Avec empressement, le bibliothécaire lui avança à chaise à accoudoirs rembourrée de cuir, où elle se laisse tomber avec gratitude.

« Je ne peux, hélas, que confirmer le diagnostic d’une infestation par un zophodyte. L’examen des corps que nous avons retrouvés sur place a fait apparaître des lésions internes qui ne sont visibles qu’à l’autopsie. La plupart du temps, le seul signe qui puisse mettre sur la piste est la présence d’un hématome important à l’endroit où la créature a inséré ses griffes et son rostre. Leur forme reste visible à l’intérieur des chairs, même s’il n’en subsiste aucun élément physique. Autant dire que sur un patient qui a été victime d’une chute importante, cette localisation est virtuellement impossible. S’il fallait explorer chirurgicalement toutes les meurtrissures, le choc et l’hémorragie provoqueraient très certainement la mort du sujet… »

Erasmus repoussa avec lassitudes les longues mèches grisonnantes qui s’étaient détachées et pendaient devant ses yeux. Comment avait-il pu espérer des nouvelles rassurantes ? Le directeur de Gladius Irae enfouit son visage dans ses bras, le temps de laisser passer le trop-plein d’émotion qui l’assaillait, sans se soucier de l’avis de ceux qui l’entouraient. Perdheim comme Crompton possédaient une infinie bienveillance et comprendraient que même lui, le colosse exigeant et autoritaire, pouvait soudain s’effondrer sous le poids de l’angoisse et de l’impuissance.

Ella se releva et s’approcha de lui, posant une main sur son épaule :

« Vous devriez vous allonger un peu. Ne serait-ce qu’un quart d’heure ? Je vais rester ici pour aider William. »

Erasmus leva vers elle le regard perdu de ses yeux rougis par l’épuisement :

« Êtes-vous vraiment sûre d’avoir tout tenté ?

— Tout, Erasmus, je vous l’assure. Vous croyez vraiment que je n’ai pas convié tout le personnel à notre disposition, au cas où nous aurions sous-estimé la capacité de certains talents à repérer cette… chose, à déterminer son apparence et le moyen de la combattre ? Médiums, clairvoyants, psychosensitifs, psychokinésistes, sorciers, et j’en passe… Nous avons tout essayé, même le plus improbable. »

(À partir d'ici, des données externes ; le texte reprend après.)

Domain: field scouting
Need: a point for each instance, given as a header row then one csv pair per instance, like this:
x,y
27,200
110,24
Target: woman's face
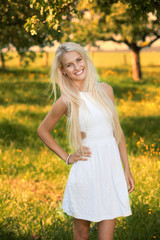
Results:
x,y
74,66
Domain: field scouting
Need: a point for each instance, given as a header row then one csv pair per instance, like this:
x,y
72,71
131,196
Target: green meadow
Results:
x,y
33,179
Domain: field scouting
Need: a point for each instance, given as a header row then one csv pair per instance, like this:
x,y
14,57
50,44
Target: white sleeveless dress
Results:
x,y
96,189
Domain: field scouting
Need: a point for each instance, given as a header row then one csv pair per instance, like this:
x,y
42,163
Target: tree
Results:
x,y
50,12
122,26
13,16
116,22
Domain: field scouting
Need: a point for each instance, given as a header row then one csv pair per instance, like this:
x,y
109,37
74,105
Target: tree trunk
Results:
x,y
136,67
20,60
2,61
46,59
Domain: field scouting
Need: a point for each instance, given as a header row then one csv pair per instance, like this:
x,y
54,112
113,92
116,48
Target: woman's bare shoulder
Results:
x,y
109,90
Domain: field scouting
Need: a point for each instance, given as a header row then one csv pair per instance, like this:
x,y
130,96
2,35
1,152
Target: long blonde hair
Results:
x,y
70,94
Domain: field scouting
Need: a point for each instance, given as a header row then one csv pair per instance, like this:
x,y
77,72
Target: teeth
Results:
x,y
79,72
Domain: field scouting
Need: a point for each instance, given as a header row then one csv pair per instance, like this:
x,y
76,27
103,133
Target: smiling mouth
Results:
x,y
80,72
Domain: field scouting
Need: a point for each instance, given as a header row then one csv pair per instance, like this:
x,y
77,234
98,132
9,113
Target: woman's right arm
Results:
x,y
58,110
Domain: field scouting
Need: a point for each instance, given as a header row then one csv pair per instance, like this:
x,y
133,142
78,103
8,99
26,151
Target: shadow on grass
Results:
x,y
25,93
144,127
140,225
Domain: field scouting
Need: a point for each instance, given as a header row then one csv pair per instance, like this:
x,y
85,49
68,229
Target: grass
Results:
x,y
32,178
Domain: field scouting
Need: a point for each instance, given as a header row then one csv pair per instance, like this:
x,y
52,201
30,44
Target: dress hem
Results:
x,y
96,219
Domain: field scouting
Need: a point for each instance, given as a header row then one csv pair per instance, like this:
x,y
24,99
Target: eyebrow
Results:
x,y
70,62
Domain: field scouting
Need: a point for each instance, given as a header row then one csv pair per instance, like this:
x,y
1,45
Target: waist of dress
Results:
x,y
90,139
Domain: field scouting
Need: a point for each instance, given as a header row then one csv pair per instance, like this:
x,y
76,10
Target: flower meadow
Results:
x,y
32,178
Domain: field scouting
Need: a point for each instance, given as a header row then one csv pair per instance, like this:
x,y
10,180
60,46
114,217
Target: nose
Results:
x,y
76,67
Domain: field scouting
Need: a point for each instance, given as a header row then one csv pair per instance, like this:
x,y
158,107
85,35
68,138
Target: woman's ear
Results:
x,y
63,71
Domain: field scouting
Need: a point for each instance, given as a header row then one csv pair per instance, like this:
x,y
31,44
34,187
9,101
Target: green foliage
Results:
x,y
13,16
52,13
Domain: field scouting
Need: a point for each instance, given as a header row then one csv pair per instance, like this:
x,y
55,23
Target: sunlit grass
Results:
x,y
32,178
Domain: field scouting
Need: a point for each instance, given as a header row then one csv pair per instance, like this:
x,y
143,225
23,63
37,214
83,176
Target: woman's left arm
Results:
x,y
124,158
122,147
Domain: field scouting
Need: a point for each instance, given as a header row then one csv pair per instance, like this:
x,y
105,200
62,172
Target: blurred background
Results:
x,y
123,40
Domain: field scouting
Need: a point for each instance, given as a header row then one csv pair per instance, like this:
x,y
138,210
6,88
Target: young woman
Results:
x,y
98,186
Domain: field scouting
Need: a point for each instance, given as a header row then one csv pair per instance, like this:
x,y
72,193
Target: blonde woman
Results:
x,y
98,186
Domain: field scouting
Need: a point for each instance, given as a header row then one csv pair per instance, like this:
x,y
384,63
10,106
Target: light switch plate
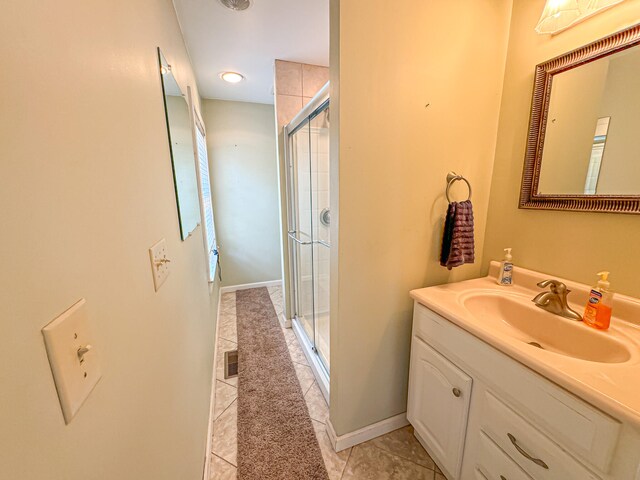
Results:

Le colosse baissa la tête :

« J’en suis bien conscient, Ella… répondit-il d’un ton d’excuse. Mais je me sens si impuissant… Pourquoi a-t-il fallu que cela lui arrive, à lui ? Je ne veux pas dire que j’aurais souhaité que quelqu’un d’autre en soit victime… Mais il avait enfin commencé à apprendre la prudence…

— Erasmus, vous devez vous dire qu’un autre agent en serait mort à l’heure qu’il est. Son potentiel de mage et sa forte volonté l’ont sauvé et le soutiennent encore, même si ses forces s’amenuisent. S’il n’avait pas fait cette chute qui l’a rendu inconscient, je crois que jamais le zophodyte n’aurait pu l’affecter. »

Elle lui serra affectueusement l’épaule :

« Allez vous reposer… Nous prenons la relève ici, ne vous inquiétez pas. Et si vous ne voulez vraiment pas dormir, peut-être vaut-il mieux que vous vous rendiez un moment à son chevet ? Je suis sûre que d’une façon ou d’une autre, il saura que vous êtes là… Et que cela lui donnera un peu plus de force pour résister, jusqu’à ce que nous trouvions une solution.

Le bibliothécaire l’appuya d’un hochement de tête, en renchérissant :

« Ella a raison, nous poursuivrons les recherches. Nous sommes très loin d’avoir épuisé toutes les possibilités ! »

À court d’arguments, Erasmus acquiesça, avant de quitter la pièce d’un pas lourd.